I have always seen the I found this hanging in the rafters from the original owners posts. Well today my number came up. Walked into a normal looking garage sale and this disc Orange Krate was hanging in the rafters untouched for 40 years. Lovely people but as always amazes me they said that "we have a sight unseen offer" but they worked with me and it came home. My first Krate. My birthday is next week so talked the wife into it as an early present. Most I have ever paid for a bike.


----------



## Gordon (Jun 10, 2016)

Incredible!

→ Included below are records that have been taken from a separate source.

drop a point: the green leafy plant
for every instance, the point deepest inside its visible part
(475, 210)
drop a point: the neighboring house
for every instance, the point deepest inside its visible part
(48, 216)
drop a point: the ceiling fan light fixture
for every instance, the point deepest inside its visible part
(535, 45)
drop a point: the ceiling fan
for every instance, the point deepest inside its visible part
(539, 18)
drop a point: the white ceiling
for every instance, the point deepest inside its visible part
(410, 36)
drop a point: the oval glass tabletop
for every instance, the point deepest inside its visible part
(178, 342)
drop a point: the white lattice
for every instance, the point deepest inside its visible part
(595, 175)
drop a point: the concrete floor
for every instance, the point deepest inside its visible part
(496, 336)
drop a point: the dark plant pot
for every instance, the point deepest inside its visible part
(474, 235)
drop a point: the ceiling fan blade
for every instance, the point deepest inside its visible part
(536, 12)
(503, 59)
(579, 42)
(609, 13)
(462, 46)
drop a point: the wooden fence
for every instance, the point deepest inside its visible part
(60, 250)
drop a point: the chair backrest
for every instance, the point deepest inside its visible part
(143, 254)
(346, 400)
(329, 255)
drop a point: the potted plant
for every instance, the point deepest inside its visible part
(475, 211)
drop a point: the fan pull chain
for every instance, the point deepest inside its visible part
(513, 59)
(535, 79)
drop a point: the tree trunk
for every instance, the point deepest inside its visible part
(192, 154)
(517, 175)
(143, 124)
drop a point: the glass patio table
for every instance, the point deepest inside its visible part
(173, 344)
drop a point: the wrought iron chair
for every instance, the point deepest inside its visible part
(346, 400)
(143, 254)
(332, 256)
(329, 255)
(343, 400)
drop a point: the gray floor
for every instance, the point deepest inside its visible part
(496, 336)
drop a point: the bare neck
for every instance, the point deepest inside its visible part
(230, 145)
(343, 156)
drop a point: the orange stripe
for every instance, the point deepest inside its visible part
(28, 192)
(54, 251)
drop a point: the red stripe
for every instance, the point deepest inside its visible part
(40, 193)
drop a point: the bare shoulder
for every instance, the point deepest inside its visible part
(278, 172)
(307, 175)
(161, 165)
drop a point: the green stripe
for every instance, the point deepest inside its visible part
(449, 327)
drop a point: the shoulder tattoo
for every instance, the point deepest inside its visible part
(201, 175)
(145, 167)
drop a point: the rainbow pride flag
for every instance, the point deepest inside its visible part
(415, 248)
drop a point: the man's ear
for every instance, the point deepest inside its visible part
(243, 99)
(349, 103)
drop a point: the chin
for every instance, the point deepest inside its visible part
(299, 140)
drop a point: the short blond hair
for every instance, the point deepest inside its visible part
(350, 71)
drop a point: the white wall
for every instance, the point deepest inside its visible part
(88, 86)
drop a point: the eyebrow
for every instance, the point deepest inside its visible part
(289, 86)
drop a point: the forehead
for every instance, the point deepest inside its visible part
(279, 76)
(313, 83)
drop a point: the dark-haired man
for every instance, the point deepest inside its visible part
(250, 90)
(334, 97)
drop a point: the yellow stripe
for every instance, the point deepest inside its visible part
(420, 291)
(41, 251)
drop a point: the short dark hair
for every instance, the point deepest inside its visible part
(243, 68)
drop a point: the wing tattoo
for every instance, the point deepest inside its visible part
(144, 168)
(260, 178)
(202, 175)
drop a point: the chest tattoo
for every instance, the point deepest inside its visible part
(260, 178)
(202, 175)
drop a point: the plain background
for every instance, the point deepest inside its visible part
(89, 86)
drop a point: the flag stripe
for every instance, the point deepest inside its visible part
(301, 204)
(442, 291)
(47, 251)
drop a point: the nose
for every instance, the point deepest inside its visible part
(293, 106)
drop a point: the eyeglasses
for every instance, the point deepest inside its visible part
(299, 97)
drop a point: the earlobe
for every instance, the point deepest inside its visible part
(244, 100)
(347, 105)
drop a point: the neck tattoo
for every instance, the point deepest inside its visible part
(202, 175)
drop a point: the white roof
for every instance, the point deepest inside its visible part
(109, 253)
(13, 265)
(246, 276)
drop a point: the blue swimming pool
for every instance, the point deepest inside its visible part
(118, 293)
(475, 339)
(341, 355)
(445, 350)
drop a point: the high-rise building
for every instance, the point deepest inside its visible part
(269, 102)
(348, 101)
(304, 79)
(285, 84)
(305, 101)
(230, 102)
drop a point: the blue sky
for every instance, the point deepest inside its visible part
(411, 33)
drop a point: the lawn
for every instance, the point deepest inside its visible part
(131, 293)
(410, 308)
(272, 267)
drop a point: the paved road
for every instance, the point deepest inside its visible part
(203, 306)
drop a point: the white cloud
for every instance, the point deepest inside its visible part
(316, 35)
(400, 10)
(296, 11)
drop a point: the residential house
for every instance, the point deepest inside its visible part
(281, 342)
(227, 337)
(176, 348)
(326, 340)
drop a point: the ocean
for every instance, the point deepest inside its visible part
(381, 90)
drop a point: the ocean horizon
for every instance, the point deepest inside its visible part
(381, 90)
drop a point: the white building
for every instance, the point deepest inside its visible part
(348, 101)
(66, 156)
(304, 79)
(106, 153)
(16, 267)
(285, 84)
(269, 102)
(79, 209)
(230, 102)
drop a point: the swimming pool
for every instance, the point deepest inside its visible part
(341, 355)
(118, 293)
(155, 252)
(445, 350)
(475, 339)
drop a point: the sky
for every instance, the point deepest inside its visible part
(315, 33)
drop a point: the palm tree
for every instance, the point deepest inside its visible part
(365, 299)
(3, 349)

You gotta love these stories/finds.


----------



## mcmfw2 (Jun 10, 2016)

That should clean up nice....Great find


----------



## vastingray (Jun 10, 2016)

Congratulations great find


----------



## DonChristie (Jun 10, 2016)

Congrats! Stories like these keep us lookin! Ride on!


----------



## Jewelman13 (Jun 11, 2016)

Wow!!!!


----------



## Eatontkd (Jun 11, 2016)

WOW!


----------



## GTs58 (Jun 11, 2016)

Oh my! Now you're walking on the wild side Bob.   Very nice example, and Happy Birthday!


----------



## Sambikeman (Jun 14, 2016)

................ AWSOME FIND ................


----------



## jimsbeercans (Jun 23, 2016)

Great Story...I guess it was your turn to get a "goodie". I will clean up very nice.


----------